Russia's United Aircraft Corporation (UAC) said on Monday it does not plan to enter a lucrative contract to replace the U.S. Air Force's fleet of aerial tankers.

John Kirkland, a U.S. lawyer, told various news media last week that UAC would announce a joint venture on Monday with a small U.S. defense contractor to enter the bidding for the $35-bln KC-X aerial tanker deal against Europe's EADS and Boeing Co.

"The company officially announces that the media reports referring to John Kirkland's statement about the UAC participation in the tender to deliver aerial tankers to the U.S. Air Force are false," the UAC said in a statement.

"The UAC does not plan either to take part in this tender or set up a joint venture [to build aerial tankers]," the statement quoted UAC President Alexey Fedorov as saying.

The KC-X tanker tender has a long and complex history.

The U.S. Air Force has been trying for nearly a decade to replace its fleet of obsolete Boeing-built KC-135 Stratotanker aerial tankers.

EADS won a deal in 2008 to build an initial 179 KC-X tankers, but it was cancelled after Boeing successfully appealed the decision to congressional auditors.

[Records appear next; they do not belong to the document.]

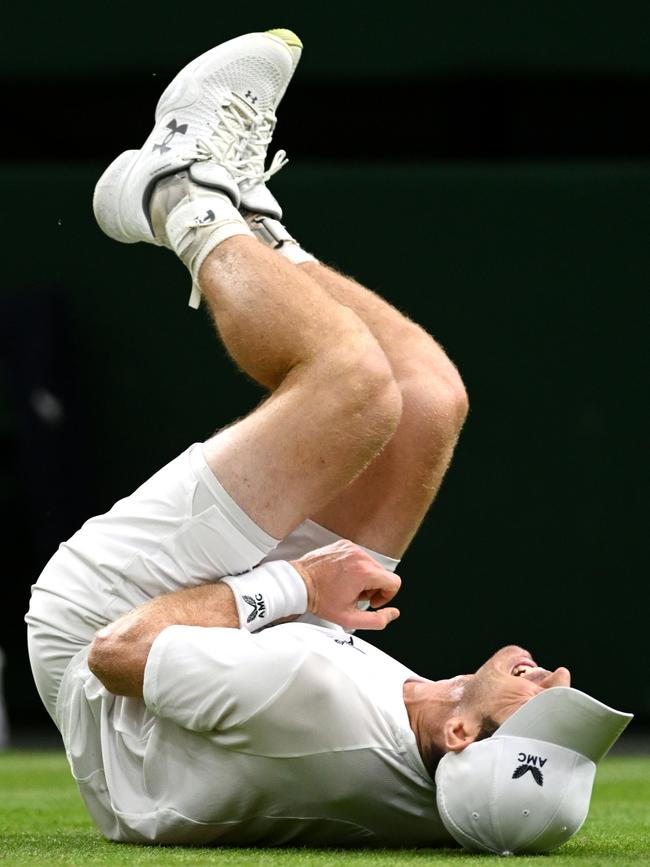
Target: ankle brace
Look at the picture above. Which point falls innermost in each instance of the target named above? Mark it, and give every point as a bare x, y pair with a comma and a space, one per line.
274, 234
192, 220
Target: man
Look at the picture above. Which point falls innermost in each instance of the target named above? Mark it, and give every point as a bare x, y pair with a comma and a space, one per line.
185, 719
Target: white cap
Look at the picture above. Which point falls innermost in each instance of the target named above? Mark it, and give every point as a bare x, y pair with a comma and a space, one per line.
528, 787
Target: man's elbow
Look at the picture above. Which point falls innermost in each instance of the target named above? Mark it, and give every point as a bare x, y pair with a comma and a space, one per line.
112, 663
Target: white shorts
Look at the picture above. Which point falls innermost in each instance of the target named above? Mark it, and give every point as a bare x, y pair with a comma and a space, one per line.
179, 529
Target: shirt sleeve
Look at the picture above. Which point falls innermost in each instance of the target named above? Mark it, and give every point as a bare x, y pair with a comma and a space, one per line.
215, 678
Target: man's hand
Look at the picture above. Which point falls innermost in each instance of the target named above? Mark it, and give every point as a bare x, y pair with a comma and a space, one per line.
342, 574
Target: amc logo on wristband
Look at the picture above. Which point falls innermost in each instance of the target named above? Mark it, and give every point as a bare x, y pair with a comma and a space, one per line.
258, 606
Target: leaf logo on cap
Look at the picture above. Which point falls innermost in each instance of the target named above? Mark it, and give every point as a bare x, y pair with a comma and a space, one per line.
538, 776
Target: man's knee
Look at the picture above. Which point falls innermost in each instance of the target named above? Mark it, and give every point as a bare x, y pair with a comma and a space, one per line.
360, 383
433, 391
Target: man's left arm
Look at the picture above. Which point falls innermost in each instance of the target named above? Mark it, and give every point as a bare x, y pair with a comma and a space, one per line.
336, 578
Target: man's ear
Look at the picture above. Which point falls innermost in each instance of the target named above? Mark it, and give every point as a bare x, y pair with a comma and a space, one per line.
458, 732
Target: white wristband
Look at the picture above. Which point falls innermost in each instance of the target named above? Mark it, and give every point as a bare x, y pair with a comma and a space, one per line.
267, 593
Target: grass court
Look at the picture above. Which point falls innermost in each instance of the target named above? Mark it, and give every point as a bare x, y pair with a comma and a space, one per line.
43, 821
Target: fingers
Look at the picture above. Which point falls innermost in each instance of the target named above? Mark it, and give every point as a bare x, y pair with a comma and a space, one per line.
371, 619
381, 588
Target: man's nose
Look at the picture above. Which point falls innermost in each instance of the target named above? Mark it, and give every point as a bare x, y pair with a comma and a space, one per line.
560, 677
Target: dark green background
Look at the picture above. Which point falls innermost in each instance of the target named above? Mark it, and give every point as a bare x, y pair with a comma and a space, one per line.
532, 275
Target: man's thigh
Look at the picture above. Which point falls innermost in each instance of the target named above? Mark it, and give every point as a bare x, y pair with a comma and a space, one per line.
179, 529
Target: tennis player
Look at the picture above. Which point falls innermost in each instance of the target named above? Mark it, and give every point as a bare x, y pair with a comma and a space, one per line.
194, 645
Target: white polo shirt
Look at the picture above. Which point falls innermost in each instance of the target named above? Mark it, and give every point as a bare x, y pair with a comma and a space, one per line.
297, 735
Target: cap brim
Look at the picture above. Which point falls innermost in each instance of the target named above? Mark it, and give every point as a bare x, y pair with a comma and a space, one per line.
569, 718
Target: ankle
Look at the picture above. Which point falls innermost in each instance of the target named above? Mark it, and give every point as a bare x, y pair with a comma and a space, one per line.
273, 234
192, 220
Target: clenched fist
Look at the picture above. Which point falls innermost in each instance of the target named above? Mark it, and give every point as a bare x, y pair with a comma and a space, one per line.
339, 576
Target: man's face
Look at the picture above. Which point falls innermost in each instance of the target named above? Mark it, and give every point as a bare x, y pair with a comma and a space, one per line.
506, 681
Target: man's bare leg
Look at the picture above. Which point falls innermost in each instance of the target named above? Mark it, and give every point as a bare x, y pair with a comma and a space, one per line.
384, 507
334, 404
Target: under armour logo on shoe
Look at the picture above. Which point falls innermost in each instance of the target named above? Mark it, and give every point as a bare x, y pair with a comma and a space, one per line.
537, 775
257, 603
208, 218
349, 642
174, 129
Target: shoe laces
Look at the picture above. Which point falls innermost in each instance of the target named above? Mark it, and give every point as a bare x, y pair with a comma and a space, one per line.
239, 139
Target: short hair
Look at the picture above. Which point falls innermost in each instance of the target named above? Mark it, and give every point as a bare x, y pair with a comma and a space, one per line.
432, 753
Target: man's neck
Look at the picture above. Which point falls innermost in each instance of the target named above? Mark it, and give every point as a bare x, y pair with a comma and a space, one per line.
429, 704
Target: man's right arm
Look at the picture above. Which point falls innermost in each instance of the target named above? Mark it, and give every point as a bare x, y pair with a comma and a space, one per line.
336, 578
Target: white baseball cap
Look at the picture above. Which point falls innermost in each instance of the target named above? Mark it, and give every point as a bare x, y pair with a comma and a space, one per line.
527, 788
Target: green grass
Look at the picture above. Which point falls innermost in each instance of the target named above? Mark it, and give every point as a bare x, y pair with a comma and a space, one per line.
42, 821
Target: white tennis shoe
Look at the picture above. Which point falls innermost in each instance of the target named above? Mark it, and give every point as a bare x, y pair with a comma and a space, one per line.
215, 119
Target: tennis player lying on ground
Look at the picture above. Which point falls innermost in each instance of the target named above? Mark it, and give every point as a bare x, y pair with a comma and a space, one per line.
186, 719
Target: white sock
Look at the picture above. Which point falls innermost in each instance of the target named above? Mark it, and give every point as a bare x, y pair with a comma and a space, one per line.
274, 234
192, 220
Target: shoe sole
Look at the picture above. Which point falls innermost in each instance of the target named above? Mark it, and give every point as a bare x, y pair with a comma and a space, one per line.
177, 95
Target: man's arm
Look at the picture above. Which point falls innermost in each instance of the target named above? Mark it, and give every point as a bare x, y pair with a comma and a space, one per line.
336, 578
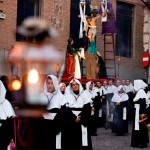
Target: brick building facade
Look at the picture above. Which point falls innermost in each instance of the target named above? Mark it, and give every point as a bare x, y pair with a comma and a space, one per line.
57, 13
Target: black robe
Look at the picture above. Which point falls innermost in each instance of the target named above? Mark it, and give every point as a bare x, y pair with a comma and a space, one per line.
120, 126
71, 130
140, 137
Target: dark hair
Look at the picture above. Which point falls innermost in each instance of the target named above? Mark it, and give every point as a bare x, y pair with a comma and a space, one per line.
70, 40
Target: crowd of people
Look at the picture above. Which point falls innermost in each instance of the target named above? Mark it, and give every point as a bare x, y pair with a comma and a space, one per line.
76, 111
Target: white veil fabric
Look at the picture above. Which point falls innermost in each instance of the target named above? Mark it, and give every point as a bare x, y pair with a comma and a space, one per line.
139, 87
55, 82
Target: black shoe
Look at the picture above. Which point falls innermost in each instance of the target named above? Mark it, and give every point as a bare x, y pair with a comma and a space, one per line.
94, 134
142, 146
134, 145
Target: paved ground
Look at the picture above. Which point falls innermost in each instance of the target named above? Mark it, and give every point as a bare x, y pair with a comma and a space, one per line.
109, 141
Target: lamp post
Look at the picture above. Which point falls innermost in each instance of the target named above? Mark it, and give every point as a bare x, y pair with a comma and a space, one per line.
57, 70
118, 62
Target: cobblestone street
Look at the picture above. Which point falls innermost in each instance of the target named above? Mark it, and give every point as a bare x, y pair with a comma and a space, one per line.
109, 141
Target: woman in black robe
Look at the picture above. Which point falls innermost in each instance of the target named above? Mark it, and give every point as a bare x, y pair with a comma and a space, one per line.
139, 131
75, 130
120, 122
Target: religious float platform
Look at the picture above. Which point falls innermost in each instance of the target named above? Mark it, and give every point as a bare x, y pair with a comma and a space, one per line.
82, 80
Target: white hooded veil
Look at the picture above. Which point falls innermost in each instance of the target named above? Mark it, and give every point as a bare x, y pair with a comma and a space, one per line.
139, 86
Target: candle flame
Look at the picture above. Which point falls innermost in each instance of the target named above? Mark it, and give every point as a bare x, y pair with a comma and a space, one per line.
16, 85
33, 76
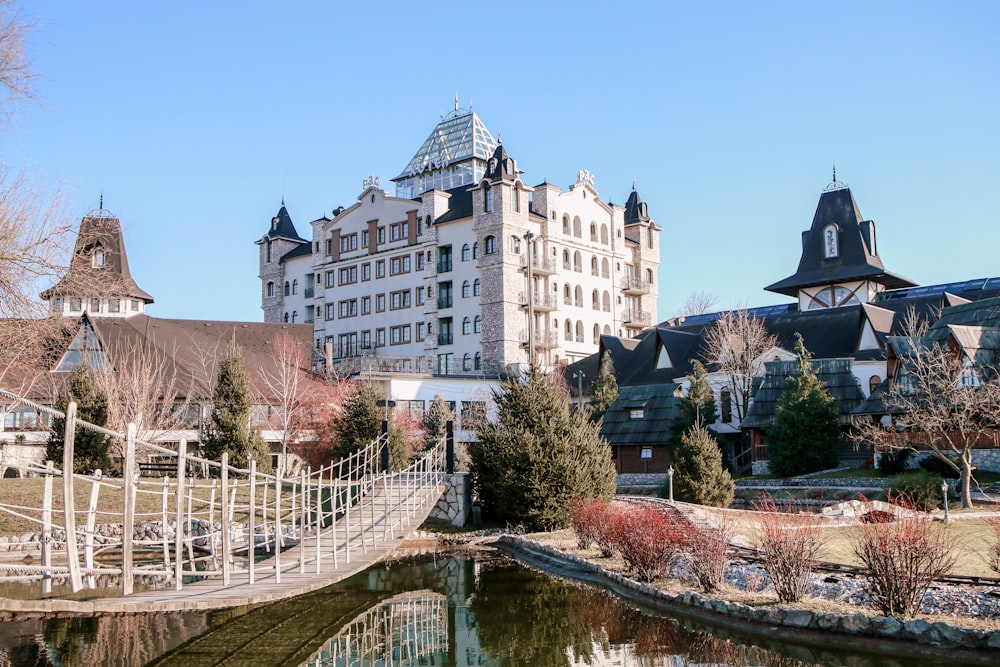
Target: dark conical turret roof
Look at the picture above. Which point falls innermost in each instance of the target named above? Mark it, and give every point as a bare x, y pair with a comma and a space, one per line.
282, 227
99, 265
635, 208
501, 167
855, 257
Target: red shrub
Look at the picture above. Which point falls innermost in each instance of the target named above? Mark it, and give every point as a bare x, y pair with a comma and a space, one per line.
594, 522
648, 539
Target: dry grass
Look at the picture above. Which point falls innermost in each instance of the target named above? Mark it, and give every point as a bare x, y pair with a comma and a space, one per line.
565, 540
21, 493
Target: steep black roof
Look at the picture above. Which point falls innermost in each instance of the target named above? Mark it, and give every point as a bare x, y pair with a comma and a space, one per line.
658, 403
635, 208
856, 258
282, 227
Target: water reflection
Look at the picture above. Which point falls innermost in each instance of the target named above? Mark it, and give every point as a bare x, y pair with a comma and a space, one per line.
448, 612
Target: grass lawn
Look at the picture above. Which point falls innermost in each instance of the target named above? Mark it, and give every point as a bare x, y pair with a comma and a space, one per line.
28, 493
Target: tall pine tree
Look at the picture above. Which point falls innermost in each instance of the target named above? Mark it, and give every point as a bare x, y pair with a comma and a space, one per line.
90, 449
229, 427
529, 465
806, 431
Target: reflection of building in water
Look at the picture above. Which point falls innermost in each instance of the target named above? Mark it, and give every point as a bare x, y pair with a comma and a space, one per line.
409, 629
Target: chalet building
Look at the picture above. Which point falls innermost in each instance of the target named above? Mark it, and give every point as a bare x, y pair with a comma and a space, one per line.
847, 308
466, 270
98, 319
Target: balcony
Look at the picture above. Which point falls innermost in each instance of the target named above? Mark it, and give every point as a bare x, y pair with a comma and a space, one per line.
540, 302
636, 318
539, 265
544, 340
635, 286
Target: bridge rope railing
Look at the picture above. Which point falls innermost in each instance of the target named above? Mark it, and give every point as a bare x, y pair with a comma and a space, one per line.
201, 527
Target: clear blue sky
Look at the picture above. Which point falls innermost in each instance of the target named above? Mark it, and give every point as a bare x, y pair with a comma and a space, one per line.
194, 119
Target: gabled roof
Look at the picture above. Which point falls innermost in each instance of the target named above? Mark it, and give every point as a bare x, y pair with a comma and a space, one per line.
856, 257
460, 135
100, 236
837, 378
657, 402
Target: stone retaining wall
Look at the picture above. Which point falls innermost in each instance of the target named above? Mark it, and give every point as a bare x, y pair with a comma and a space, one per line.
940, 635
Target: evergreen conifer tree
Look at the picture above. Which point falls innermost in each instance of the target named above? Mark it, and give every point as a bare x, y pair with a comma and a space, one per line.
806, 431
529, 465
604, 389
229, 427
697, 407
90, 449
699, 476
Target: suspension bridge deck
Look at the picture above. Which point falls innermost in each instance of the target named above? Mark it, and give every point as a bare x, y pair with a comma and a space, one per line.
303, 568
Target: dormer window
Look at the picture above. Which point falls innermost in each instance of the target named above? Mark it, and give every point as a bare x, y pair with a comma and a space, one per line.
831, 242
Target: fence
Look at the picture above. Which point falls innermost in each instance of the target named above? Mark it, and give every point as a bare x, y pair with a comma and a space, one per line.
357, 500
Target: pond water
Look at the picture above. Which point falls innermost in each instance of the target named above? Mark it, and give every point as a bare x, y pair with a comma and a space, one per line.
459, 610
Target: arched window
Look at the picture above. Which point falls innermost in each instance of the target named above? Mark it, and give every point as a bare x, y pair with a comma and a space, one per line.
831, 241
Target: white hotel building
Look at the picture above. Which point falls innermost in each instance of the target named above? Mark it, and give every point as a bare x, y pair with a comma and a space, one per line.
466, 270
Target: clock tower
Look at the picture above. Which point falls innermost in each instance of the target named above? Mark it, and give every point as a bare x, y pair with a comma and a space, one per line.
840, 265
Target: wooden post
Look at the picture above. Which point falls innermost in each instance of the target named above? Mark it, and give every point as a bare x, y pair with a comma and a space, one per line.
277, 526
179, 515
226, 523
164, 518
129, 478
252, 546
47, 529
302, 520
88, 548
69, 504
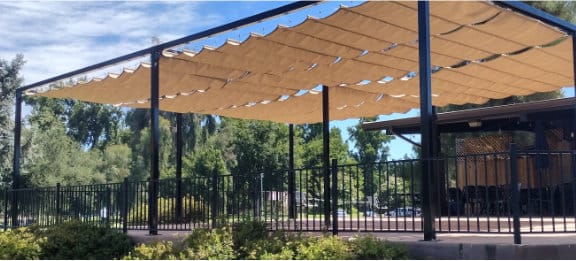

Boeing's main competitors, Northrop Grumman and EADS announced on March 8 that they would not compete for the tanker plane contract, saying the bidding rules were skewed in favor of Boeing.

However, EADS said last week it could still consider entering the bid after the U.S. Department of Defense had indicated that it would welcome the EADS participation in the competition as prime contractor and could extend a deadline for EADS bidding proposal for 90 days.

Kirkland said in his announcement last Friday that the Russian participation in the KC-X tender was discussed during Hillary Clinton's meetings with Russian President Dmitry Medvedev and Prime Minister Vladimir Putin last week in Moscow.

He also said the KC-X could be based on a wide-body version of UAC's Il-96 aircraft.

But Putin's spokesman Dmitry Peskov told the Kommersant newspaper on Monday that the issue had never been raised during the meeting. Medvedev's spokeswoman Natalia Timakova also denied the rumor.

The UAC source suggested that the announcement made by Kirkland could be an attempt to heat up the competition and use the Russian company as a back-up participant in the tender in case Boeing remains the sole bidder.

Russian aircraft industry and military experts agree that even if Russia took part in the tender it would be unlikely to win because the Il-96 is inferior to comparable Boeing and EADS aircraft and Russia's aircraft industry does not have the capacity to produce 179 planes of this class "in the foreseeable future."

The Kommersant business daily cited a Russian aircraft industry analyst, Oleg Panteleyev, as saying that "the Americans have never bought and would never buy Russian-made military equipment."

Panteleyev said that even the titanium that Boeing buys in Russia is used to build civilian aircraft.

Both Russian and Western analysts agree, in general, that the deal is unrealistic, primarily for political reasons.